Nestes casos, não há como proibir o morador de fumar em seu apartamento, pois a área é privativa, portanto, de propriedade exclusiva da pessoa.

Contudo, o Código Civil, em seu art. 1.336, IV, expressamente prevê que são deveres do condômino: dar às suas partes a mesma destinação que tem a edificação, e não as utilizar de maneira prejudicial ao sossego, salubridade e segurança dos possuidores, ou aos bons costumes.

Então, judiciar a questão deve ser ponderado tecnicamente e ser utilizado somente caso a situação se torne realmente extrema, pois como qualquer demanda contenciosa, enfrentará um processo com produção de provas, além de outros procedimentos e circunstâncias que tornam imprevisível o resultado do pleito.

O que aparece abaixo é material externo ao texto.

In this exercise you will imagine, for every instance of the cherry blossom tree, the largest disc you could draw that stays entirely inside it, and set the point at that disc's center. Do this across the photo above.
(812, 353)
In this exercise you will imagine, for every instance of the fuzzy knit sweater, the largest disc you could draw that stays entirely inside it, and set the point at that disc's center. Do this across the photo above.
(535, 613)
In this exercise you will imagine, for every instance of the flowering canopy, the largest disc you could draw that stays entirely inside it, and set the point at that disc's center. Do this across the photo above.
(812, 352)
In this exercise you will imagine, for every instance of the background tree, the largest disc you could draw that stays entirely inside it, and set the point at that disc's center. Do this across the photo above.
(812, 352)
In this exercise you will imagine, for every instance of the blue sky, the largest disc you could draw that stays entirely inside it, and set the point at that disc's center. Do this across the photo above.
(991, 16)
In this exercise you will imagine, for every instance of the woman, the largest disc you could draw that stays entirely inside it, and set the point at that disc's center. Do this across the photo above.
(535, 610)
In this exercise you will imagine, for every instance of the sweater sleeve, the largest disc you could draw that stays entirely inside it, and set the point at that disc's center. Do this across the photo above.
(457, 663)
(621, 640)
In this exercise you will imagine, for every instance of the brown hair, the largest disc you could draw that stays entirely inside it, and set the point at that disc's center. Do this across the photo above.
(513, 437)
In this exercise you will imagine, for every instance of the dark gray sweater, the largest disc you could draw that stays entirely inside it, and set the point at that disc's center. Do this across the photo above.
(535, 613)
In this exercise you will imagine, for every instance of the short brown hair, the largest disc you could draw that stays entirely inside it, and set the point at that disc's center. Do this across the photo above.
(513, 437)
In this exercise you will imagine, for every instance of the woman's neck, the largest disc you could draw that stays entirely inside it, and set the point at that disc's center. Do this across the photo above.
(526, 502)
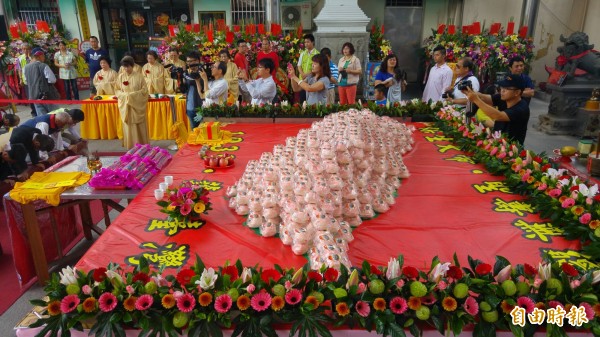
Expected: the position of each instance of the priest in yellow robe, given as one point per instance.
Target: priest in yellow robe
(157, 77)
(106, 78)
(132, 93)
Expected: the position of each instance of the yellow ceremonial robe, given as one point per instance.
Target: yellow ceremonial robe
(132, 93)
(104, 81)
(157, 79)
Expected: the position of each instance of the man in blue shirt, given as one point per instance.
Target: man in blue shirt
(92, 58)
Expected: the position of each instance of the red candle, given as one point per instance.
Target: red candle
(510, 29)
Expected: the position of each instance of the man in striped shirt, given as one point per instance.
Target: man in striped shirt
(334, 75)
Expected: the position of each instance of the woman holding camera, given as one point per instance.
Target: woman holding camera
(106, 78)
(391, 76)
(350, 70)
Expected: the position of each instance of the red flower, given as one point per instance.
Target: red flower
(483, 269)
(375, 270)
(410, 272)
(141, 277)
(569, 269)
(454, 272)
(316, 276)
(184, 276)
(270, 274)
(99, 274)
(331, 275)
(232, 272)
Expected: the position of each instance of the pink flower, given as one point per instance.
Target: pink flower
(569, 202)
(69, 303)
(398, 305)
(585, 218)
(107, 302)
(186, 303)
(526, 303)
(144, 302)
(261, 301)
(223, 303)
(293, 297)
(363, 308)
(471, 306)
(86, 289)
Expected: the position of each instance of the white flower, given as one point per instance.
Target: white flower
(393, 270)
(68, 276)
(439, 271)
(246, 275)
(207, 279)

Feita essa observação, para conter o mau uso, os vizinhos encontram algumas alternativas técnicas, basicamente: notificação extrajudicial, ação cominatória, ação de dano infecto e ação reparatória (as mais corriqueiras).

Constituem mal uso da propriedade e justificam a ação de dano infecto, com fundamento material nos artigos 1.277 a 1.281 do Código Civil, as situações presentes nas quais o dano ainda esteja ocorrendo, ou seja, nas situações presentes e dotadas de continuidade.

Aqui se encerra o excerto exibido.